I know this is your individual journey to travel with your own unique twists and turns along the way, your own mountains to climb and valleys to walk through. I know our paths will look different. I know I can't travel it for you, but I can try to ease the burden, to lighten your load, by walking beside you. I know you are just starting on this road and the trees around you look dark and frightening. They seem to stretch on forever and I know you wonder if the sky will ever ever brighten again? I know it feels like it won't. I know you think you'll never get there. I know you think the fog will never lift. That life will never be fun and light hearted again. I know you feel a shadow on your heart that you believe will never go away. I know.
I know this is not the life you planned.
But let me tell you..
This life is better than what you planned. Because of the Someone who did plan it.
This life with change you, mold you, teach you, strengthen you. This life will humble you and sustain you. This life will open your eyes to see the true goodness in people and you will find beauty where you never thought to look before.
Is it easy? Not quite. Nothing worthwhile ever was. Will you have hard days? Absolutely. Will you still have days where you feel like the weight of the world is upon you and you just cannot possibly go on? Where the pressures and battles seem like too much to take on? You will. And on those days.. give in. Let yourself cry. Let yourself grieve the "should have been" possibilities. You are not expected to be perfect.
You will have moments of physical exhaustion when caring for a child with special needs is too much for your body to handle. Moments of mental exhaustion when the list of phone calls to insurance companies, hospital billing agencies, supply companies and such seems endless. Moments of emotional exhaustion when you cannot stop yourself from worrying about the future. And whether or not your child will walk. Or talk. Or attend a normal school. Or have friends. Or live a long life. Moments when you worry how this will affect your other children. Your family. Your home. Your dreams. Your everything.

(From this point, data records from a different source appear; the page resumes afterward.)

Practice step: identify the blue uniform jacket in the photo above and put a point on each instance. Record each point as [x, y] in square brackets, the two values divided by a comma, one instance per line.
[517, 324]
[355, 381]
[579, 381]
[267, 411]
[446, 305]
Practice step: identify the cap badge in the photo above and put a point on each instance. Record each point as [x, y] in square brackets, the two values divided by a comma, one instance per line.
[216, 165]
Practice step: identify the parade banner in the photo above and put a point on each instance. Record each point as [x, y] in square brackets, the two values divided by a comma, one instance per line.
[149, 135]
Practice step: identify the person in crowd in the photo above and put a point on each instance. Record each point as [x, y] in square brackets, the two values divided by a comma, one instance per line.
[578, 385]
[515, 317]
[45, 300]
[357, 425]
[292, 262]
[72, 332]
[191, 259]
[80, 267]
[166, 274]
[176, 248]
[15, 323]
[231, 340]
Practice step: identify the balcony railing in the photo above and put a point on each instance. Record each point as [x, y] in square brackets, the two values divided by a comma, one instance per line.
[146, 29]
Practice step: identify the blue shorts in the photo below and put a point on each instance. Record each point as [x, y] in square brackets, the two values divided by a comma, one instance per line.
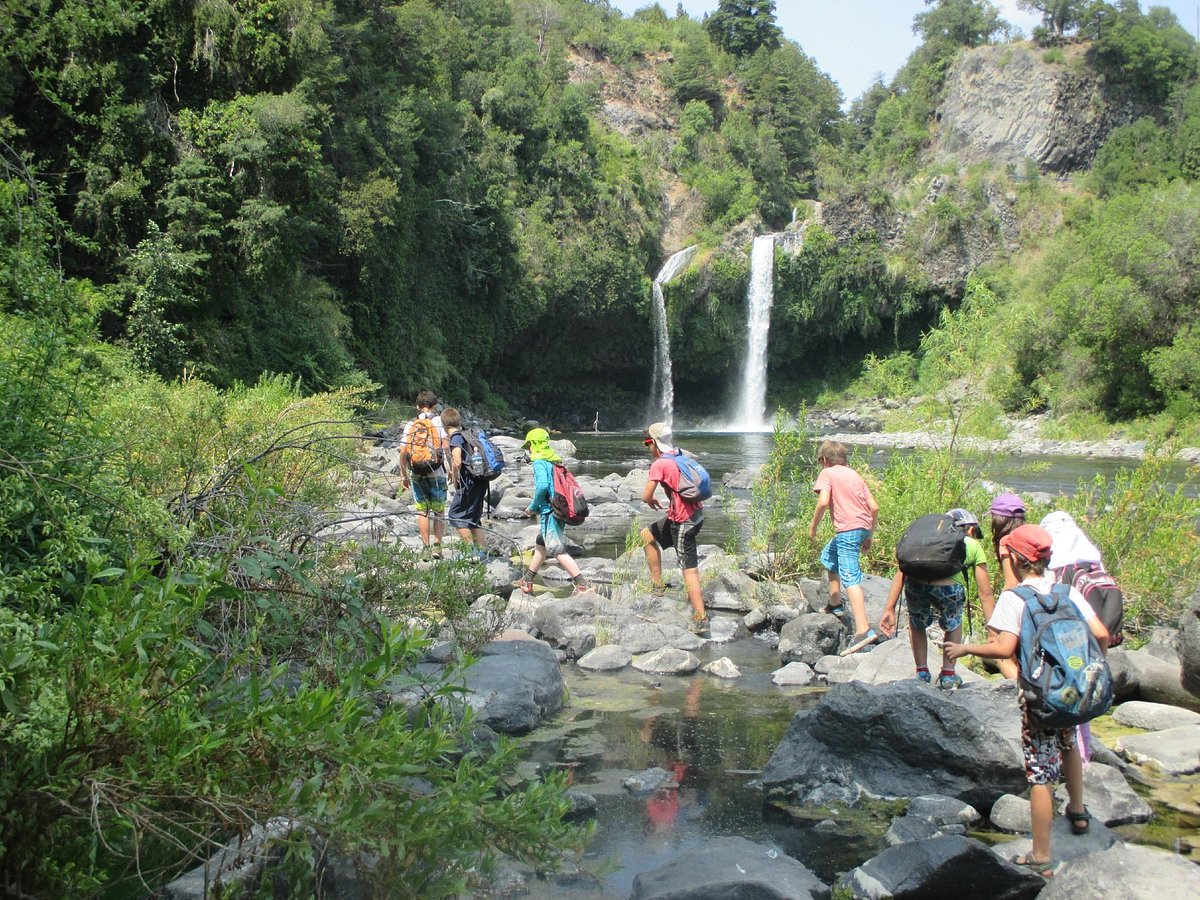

You will have those moments. But then you will come back. Because you are strong. Because you can do this. Because there is a remarkable child waiting, just waiting for you to discover how truly incredible they are. A child who desperately needs you. Who needs you to love them. And hug them. And tell them they're beautiful. Who needs you to hold them while they experience the wind blowing in their face, who needs you to teach them that it's okay to be splashed with water, and that grass tickles beneath their feet. Who wants to blow bubbles with you and hold your hand and experience the simple joys of this world. A child who wants to enjoy life. With you. Their mother. Without being worried about IEP's or IFSP's or special classes. Without stress from phone calls to insurance companies and supply companies. Your child deserves you. And your immesurable love.
Is this how you envisioned your life when you were a little girl dreaming of your fairy tale happily ever after? Probably not. Me either. Wherever this journey leads you, please remember.. You are not alone. Just keep stepping forward, one foot at a time. You can do this. And you will. You are stronger than you think.